Co-regulation network on Recount2 brain and MAD
In addition to the Recount3 co-regulation network, we also applied our CoRegNet to two smaller but domain-specific data sets: (i) the recount brain project [20] and (ii) mouse Alzheimer’s disease (MAD). The recount brain project consists of 78 qualified studies with 93 total contrasts. These studies are all human brain-tissue-specific and contain ~1300 samples and 15 000 genes. The MAD dataset consists of 70 unique mouse studies and 138 contrasts and has ~1000 samples and 10 000 genes.
In Recount2 brain data, our CoRegNet identified 52 000 significantly co-regulated gene pairs (4555 genes). The Louvain module detection method found nine modules and for each module, we can clearly see that genes are co-regulated in a group of common contrasts (Figure 5A). Because these studies are all brain-region-specific, some gene modules shared many gene ontology (GO) terms in common (Figure 5B). These GO terms are related to nerves with diverse channel activities (Supplementary Figure 3B available online at at http://bib.oxfordjournals.org/) such as ion channel activity. To further validate the biology behind the co-regulation network, we compared the Rcount2 brain co-regulation network with a random network with the same genes but different connections. The result showed that the co-regulation network has a higher GO term interaction density than the random network (Figure 5C). We also visualized the network in Figure 5D, in which the color of the genes corresponds to their module color.
Figure 5.
The co-regulation network on Recount2 Brain. (A) Binary co-regulation heatmap with rows of contrasts and columns of genes. The left color bar represents different contrasts, and the top color bar represents genes in different modules. If a gene is a DEG in the contrast, it will be colored as black. (B) GO enrichment comparison between different gene modules. (C) GO term interaction density between Recount2 Brain co-regulation network and random network. (D) Visualized Recount2 Brain co-regulation network. (E) PPI validation between co-regulated gene pairs and co-expressed gene pairs. (F) Validation by comparing Pearson’s correlation of co-expressed and co-regulated gene pairs from Recount2 Brain in the independent GTEx data.

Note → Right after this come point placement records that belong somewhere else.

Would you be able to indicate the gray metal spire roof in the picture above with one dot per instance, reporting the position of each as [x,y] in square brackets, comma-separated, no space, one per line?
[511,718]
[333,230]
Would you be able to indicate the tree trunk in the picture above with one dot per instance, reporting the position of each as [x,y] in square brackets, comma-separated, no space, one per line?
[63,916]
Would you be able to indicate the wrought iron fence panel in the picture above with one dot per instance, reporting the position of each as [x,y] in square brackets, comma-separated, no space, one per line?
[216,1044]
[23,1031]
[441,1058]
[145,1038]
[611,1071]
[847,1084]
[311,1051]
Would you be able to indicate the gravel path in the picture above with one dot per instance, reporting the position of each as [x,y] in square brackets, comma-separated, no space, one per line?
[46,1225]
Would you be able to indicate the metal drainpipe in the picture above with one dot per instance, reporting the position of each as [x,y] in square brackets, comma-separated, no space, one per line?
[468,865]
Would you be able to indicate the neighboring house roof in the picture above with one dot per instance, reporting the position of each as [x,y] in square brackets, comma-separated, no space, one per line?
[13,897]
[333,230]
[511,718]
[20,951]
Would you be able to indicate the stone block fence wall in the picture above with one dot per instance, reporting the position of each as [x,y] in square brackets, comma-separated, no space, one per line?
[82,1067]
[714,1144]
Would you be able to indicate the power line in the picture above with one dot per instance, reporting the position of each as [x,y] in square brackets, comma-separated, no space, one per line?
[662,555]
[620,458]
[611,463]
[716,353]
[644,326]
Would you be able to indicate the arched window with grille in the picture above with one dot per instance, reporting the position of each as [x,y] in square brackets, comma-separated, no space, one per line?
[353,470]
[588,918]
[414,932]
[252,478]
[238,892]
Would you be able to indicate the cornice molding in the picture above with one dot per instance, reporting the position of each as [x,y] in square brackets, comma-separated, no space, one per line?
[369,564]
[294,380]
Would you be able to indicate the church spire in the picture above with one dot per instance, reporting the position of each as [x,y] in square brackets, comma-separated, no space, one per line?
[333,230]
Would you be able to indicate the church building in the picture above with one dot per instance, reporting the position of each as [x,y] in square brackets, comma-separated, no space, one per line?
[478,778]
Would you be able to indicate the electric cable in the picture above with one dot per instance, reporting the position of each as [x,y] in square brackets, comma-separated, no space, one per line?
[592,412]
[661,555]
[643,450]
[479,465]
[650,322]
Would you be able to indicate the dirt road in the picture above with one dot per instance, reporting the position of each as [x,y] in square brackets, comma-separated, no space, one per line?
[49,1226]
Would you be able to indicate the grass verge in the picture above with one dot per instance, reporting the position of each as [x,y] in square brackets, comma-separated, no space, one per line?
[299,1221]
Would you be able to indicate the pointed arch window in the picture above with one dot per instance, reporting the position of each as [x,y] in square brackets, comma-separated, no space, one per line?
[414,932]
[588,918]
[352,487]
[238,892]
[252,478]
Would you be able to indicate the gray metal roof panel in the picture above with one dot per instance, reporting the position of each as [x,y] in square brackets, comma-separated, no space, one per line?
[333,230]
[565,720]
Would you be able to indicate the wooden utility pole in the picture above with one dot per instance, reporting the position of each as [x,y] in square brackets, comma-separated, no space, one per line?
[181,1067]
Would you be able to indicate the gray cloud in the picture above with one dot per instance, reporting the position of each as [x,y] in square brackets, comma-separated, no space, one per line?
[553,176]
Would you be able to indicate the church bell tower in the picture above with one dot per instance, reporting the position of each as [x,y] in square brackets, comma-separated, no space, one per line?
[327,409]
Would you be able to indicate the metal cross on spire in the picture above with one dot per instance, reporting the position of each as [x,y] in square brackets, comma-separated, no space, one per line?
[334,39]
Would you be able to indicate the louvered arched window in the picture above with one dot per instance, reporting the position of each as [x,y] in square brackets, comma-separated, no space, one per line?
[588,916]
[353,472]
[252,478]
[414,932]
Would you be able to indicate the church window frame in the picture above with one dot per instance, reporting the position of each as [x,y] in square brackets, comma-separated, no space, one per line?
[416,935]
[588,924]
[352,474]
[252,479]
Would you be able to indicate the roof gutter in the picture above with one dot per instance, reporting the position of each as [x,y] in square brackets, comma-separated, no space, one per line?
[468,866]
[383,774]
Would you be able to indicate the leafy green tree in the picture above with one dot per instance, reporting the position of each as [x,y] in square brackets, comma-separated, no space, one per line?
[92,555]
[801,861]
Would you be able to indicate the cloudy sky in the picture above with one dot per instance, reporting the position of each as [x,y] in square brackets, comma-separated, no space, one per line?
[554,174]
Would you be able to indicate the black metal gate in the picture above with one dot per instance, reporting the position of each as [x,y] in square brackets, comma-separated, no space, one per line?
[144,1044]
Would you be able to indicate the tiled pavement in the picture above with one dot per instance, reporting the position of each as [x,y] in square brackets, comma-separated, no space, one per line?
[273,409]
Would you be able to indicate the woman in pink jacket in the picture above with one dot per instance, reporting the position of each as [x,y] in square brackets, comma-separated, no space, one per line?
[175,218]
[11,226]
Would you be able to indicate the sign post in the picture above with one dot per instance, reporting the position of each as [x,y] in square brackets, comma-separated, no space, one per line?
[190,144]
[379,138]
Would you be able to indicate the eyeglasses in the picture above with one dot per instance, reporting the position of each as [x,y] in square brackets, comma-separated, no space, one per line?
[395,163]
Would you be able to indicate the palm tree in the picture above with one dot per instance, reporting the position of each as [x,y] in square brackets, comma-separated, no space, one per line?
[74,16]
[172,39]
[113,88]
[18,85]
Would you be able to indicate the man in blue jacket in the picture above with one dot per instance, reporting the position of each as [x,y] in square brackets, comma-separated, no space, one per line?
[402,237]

Around 30% of the gene pairs recognized by CoRegNet were found to have protein–protein interactions according to the STRING database while only 22% of the gene pairs detected by WGCNA were validated by PPI data (Chi-Square P-value <
) (Figure 5E). We also validated our gene pairs’ RNA seq data by GTEx brain data (Figure 5F). Regarding background distribution, most gene pairs in the brain GTEx had a low correlation score, while gene pairs identified by WGCNA in Recount2 Brain had similar background distribution as the brain GTEx. For CoRegNet, however, a bimodal distribution showed that, though many gene pairs still had a low correlation score, half of the co-regulated gene pairs have a high correlation score in GTEx brain data. Gene pairs identified by the CoRegNet in Recount2 Brain are generally better validated than those identified by WGCNA in both the GTEx data and STRING database.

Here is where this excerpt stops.